One issue involved a Teamsters Union construction loan.

In seeking funds to add hotel rooms in the early 1970s, Circus Circus founder Jay Sarno went to the Kansas City crime family’s Nick Civella in securing a $7.6 million Teamsters loan, according to the Mob Museum website.

“With Civella — and others — getting their muzzles into the henhouse, Circus Circus became one of the most notorious Mob haunts on the Strip, with suitcases of cash dispatched back to Kansas City and Chicago under the watchful eye of Carl Thomas, a Civella associate,” Las Vegas historian David G. Schwartz said on the website.
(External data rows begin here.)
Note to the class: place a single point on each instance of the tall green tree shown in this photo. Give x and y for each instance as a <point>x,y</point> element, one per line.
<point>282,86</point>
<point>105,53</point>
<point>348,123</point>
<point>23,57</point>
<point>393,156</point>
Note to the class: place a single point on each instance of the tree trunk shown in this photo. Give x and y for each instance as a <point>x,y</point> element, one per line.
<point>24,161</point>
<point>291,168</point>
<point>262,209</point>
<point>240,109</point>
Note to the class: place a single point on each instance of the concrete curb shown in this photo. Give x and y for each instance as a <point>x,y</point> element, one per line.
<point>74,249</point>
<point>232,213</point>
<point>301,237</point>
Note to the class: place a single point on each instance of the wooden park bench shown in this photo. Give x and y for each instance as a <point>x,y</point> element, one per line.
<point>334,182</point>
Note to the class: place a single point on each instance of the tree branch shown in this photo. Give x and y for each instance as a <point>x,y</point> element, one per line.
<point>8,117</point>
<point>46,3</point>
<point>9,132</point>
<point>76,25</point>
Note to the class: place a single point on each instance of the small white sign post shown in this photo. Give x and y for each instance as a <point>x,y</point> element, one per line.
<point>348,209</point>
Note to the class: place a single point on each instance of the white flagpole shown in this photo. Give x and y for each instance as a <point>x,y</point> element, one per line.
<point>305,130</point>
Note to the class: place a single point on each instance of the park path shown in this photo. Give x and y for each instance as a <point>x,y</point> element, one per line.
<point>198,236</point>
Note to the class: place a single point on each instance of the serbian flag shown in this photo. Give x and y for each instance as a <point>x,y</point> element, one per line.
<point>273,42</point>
Spilotro Had Circus Circus Gift Shop

The property’s underworld affiliation didn’t end with Civella and Thomas.

At one time, mobster Tony “The Ant” Spilotro, the Chicago Outfit’s overseer in Las Vegas, ran a jewelry and gift shop at Circus Circus. In the 1995 Las Vegas Mafia movie “Casino,” actor Joe Pesci portrays a character based on Spilotro. 

In 1986, Spilotro and his brother, Michael, were beaten to death by other mobsters at a Chicago-area residence and buried in an Indiana cornfield.  

By the 1970s, Mob influence in Las Vegas casinos was winding down, as corporate casino ownership took hold.

Most Las Vegas Strip casinos once connected to the Mob, including the Stardust, Sands, Riviera and Dunes, have been demolished.